The Spirit of Comrades

Among my most prized possessions are three finishers medals from the Congress ultra-marathon in South Africa.  I’m lucky now to be able to give back to Comrades as an international volunteer “Ambassador” for Comrades. With our race coming up on June 14, I’d like to share some thoughts.

This year, because of the Covid pandemic, the race is canceled.  But, the “Spirit of Comrades” is not forgotten. We’re going to have a virtual “Comrades Legend Race,” on Sunday, June 16th. You can run, walk, or crawl 5km all the way to the Comrades race distance of 90km.  You can do it anywhere, including on a treadmill at home. You’ll get a real medal from South Africa and your results will be published on the official Comrades website. All you need to know about the Comrades Legends race and how you can participate is explained here:

The “Spirit of Comrades” is international. I’m proud to say that Cheryl Winn, an American by birth, is the only person to have won the race and now serves as Chairperson of the Comrades Marathon Association.  In 2005, Cheryl and I had a bottle of nice South African wine and dreamed of how great it would be if one day we had 100 Americans and 1000 international runners at Comrades. That year, there were almost 14,000 runners, 474 internationals, including 43 Americans and 42 countries represented. In 2020, 27,500 runners registered for the race, 2354 internationals, 231 Americans and from 88 countries.  Our dream had come true. We now have Comrades Ambassadors from 25 countries around the world including the irreplaceable Digger Hargreaves, an Aussie, who is now an Ambassador-at-Large, like me.

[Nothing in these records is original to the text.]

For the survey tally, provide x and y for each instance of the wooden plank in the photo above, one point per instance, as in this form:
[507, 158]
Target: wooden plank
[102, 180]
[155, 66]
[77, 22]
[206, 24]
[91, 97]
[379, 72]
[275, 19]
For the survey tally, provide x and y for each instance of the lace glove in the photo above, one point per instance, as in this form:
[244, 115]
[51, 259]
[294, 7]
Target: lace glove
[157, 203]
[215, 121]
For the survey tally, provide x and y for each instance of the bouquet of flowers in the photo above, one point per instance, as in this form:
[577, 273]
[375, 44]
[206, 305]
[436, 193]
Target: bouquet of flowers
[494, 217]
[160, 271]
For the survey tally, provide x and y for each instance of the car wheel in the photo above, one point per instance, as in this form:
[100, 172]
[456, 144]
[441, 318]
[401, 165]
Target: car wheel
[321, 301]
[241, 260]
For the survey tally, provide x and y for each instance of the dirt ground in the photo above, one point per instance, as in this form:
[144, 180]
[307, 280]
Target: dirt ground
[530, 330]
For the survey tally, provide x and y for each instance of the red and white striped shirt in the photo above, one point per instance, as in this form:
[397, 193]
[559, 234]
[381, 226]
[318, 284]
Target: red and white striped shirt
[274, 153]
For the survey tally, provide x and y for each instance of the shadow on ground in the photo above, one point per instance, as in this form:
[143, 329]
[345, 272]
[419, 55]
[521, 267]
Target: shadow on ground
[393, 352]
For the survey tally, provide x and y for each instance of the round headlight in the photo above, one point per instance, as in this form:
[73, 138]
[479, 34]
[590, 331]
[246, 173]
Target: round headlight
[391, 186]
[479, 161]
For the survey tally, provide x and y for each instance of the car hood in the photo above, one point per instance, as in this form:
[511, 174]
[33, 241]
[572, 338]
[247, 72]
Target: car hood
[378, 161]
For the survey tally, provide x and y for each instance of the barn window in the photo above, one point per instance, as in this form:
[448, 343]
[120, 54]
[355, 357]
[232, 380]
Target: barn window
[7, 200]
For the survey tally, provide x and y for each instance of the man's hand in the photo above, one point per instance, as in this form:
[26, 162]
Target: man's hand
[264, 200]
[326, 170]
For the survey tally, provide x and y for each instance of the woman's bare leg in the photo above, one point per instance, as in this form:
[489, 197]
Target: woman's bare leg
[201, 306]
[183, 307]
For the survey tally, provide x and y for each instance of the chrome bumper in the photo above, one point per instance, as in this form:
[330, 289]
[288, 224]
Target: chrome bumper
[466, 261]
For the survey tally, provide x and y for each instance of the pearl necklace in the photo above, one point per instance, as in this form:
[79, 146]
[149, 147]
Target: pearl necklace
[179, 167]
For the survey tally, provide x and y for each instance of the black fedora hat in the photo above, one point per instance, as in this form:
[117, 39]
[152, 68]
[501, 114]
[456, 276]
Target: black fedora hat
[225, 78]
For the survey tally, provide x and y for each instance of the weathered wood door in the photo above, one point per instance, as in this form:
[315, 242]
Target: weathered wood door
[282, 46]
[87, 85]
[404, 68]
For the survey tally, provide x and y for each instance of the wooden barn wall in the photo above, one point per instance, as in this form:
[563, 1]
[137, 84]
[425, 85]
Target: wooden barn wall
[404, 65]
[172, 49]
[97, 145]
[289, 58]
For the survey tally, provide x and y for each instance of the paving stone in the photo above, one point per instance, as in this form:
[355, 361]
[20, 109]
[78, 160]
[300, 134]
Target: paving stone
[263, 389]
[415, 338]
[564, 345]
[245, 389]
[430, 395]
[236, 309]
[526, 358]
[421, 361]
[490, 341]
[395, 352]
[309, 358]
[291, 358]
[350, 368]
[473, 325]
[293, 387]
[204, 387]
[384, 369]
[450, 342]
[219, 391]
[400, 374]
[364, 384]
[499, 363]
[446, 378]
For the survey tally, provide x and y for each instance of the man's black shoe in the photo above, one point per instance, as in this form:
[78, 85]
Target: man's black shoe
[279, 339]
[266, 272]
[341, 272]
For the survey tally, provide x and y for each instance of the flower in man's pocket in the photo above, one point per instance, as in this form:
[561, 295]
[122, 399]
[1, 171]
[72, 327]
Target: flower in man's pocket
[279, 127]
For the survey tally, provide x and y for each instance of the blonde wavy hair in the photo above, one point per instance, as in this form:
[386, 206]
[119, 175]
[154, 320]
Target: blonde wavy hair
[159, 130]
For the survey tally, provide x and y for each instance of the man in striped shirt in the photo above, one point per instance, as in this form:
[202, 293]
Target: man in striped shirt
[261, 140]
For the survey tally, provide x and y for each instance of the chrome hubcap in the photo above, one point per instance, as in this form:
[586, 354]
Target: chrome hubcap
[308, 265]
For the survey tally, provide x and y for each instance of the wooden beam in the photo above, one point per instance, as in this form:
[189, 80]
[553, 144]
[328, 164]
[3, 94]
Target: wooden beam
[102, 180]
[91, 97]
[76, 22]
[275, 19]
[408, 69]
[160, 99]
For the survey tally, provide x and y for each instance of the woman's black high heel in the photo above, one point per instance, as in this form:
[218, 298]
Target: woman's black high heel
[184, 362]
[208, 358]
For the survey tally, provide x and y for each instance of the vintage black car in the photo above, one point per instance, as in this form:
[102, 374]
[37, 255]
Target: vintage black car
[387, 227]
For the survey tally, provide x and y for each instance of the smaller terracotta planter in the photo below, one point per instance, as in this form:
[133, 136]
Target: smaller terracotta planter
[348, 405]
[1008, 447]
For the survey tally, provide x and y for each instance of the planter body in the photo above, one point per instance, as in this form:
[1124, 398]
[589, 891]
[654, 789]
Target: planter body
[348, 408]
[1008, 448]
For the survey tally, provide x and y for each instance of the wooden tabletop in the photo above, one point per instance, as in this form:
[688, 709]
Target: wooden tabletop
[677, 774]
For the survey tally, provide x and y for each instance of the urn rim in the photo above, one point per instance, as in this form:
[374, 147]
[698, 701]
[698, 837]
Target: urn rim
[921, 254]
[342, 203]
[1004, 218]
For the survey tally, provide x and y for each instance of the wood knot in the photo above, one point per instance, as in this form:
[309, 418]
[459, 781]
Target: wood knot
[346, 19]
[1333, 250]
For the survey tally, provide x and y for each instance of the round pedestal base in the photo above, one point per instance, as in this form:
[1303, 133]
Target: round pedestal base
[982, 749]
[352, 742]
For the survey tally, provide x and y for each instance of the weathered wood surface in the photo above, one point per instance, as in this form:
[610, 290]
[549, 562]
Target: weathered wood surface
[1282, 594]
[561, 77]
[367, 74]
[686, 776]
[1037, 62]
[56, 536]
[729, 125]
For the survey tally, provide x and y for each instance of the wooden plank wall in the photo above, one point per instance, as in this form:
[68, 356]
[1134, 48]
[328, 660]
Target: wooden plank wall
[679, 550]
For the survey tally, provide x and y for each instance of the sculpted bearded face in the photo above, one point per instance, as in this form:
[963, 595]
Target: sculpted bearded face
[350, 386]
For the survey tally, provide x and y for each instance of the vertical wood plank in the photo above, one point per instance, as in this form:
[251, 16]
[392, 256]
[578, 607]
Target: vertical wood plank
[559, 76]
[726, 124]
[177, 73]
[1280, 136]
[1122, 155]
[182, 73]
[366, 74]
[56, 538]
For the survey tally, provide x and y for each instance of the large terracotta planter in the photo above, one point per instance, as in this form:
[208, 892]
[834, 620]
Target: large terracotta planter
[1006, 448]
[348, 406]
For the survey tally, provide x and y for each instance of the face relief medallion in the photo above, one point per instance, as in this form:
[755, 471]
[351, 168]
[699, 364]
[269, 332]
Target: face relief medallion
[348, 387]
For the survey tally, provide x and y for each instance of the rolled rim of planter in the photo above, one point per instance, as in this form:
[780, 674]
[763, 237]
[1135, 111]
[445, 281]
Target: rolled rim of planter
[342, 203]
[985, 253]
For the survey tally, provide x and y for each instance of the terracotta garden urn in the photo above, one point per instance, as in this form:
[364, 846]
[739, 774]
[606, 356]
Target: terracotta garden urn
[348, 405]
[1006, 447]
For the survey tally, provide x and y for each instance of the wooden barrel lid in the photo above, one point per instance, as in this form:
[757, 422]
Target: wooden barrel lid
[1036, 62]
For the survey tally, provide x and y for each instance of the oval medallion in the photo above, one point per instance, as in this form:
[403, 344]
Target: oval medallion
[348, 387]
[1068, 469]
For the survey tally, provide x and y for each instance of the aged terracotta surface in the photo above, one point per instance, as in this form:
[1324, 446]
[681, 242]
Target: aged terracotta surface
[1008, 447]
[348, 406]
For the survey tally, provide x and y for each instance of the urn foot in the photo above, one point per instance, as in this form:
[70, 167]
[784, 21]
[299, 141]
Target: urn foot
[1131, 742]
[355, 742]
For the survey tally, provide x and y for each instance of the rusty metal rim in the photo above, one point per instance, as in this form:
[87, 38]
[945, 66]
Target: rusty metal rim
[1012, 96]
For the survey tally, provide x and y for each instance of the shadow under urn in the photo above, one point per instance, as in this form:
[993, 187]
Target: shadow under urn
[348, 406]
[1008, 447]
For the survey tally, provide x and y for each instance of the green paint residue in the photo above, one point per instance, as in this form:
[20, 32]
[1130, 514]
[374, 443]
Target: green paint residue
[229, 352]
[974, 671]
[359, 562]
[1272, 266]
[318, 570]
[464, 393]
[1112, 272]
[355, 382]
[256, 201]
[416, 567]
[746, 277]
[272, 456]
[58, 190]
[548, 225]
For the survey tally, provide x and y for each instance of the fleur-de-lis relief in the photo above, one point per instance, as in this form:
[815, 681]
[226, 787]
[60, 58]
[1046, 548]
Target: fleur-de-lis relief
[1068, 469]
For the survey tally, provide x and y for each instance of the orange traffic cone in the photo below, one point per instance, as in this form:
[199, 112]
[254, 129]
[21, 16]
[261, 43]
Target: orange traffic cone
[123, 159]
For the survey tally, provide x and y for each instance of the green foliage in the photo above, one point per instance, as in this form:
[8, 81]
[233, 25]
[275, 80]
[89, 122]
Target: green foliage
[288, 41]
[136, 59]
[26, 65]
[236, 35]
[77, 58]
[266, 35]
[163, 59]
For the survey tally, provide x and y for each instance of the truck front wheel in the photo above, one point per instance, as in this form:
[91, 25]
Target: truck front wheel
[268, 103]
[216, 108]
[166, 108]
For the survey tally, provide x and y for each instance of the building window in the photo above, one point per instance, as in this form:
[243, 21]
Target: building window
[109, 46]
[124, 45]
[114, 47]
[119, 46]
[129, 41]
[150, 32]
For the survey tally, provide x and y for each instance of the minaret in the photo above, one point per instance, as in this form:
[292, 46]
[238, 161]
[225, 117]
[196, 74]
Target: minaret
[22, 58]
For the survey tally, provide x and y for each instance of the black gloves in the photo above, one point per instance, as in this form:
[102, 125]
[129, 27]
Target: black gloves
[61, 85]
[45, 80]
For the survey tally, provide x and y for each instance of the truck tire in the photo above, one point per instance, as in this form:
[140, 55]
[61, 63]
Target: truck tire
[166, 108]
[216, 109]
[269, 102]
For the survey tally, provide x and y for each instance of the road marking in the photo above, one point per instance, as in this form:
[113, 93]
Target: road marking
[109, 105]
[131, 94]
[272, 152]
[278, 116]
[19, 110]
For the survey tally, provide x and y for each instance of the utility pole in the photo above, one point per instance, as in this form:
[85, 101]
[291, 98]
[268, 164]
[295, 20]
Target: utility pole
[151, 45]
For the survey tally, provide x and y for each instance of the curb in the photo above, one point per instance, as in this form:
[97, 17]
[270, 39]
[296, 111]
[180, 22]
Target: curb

The “Spirit of Comrades” is not just about running; it is also why Nelson Mandela liked Comrades; it reflected his life and ideals. Mandela said “sports has the power to change the world. It has the power to inspire. It has the power to unite people in ways that little else does. “Although non-whites and women were not permitted to officially run comrades until 1975 (the first race was in 1921) there is a long history of white runners giving their finisher medal to non-whites.  In 1975 comrades successfully forced the authorities to open the race to all races and women – a direct challenge to apartheid (15 years before it’s end). In 1981, when the South African government incorporated Comrades in its 20th anniversary of apartheid, Bruce Fordyce wore a black arm band and won the race, the first of his nine wins. See more about this in: Lessons from Mandela on Sports & Politics .

On Sunday, June 4th I will “run” the race for the Comrades Legends with a “legend,” Bernard Gomersal. In 1965, Bernard, a “Brit” became the first international to break a Comrades  race record . He was only the second international to win the race.  Today, he is a young 88 to my old age of 70. We are going to start at the Nelson Mandela statute in front of the South African embassy and then off we go to do a 5K. Neither of us ever thought we would get another Comrades medal. Bernard says I could be the first American to ever beat him (Bernard is a legend in ultra-marathoning, having won the historic London to Brighton 50 miler four consecutive times).  I’ve always believed I had a hard time at Comrades because it was too crowded. Now that it is just Bernard and me, I have a chance of beating a record Holder. And, I can prove Cheryl Winn wrong that the enthusiasm of “Mighty Mark” (my running nickname) is mightier than his race time.